I consideed those drivers before buying my Seas... Considered then REALLY hard


----------



## Dr.Telepathy SQ (Nov 17, 2007)

chad said:


> I consideed those drivers before buying my Seas... Considered then REALLY hard


Bro...I feel in love with them. I wish I had a pair.


----------



## jonnyanalog (Nov 14, 2007)

mine came last night! 
1st impression is it looks very 'stock,' almost like it was an OEM driver which is perfect for IB. If someone were to crack open the trunk to steal yer goodz they might pass on by because of the lack of the 'bling factor.' I can't wait to install it, IB that is!!. I have an Assassin 10 in a sealed box that I would like to compare it with.


----------



## Dr.Telepathy SQ (Nov 17, 2007)

Funny thing is, these eD were originally made to be "OEM" replacement subs for IB purposes.

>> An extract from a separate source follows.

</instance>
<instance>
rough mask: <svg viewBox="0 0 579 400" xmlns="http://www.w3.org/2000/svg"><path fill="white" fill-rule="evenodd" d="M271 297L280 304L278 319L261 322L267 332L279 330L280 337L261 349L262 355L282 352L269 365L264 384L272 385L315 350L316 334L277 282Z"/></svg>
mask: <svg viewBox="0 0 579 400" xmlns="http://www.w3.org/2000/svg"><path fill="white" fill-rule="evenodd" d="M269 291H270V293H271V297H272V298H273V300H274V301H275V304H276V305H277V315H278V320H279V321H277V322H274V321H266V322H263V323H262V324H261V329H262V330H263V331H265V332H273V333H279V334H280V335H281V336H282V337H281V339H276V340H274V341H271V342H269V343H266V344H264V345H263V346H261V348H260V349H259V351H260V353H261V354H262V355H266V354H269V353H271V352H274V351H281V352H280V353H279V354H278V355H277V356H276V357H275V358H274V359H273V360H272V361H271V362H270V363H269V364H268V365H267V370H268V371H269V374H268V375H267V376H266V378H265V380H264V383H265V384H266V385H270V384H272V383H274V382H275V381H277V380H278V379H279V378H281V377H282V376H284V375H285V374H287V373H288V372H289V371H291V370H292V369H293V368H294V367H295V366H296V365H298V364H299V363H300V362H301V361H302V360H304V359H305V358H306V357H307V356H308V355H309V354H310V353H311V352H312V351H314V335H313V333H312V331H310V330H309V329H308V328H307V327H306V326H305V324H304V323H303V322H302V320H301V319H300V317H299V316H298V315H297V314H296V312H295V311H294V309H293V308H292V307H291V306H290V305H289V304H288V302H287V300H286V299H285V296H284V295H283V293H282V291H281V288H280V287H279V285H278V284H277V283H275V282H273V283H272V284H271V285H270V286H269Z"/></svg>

That's what I was able to learn from Chris at eD. So, they were made for the whole purpose of IB from the start.


----------



## Hillbilly SQ (Jan 26, 2007)

do the cantus mids have any tonal signature? i'm actually considering them next spring for my rebuild with a pair of hds tweets. you said the nextels sound really neutral and i've heard them so you can compare them to those. thanks.


----------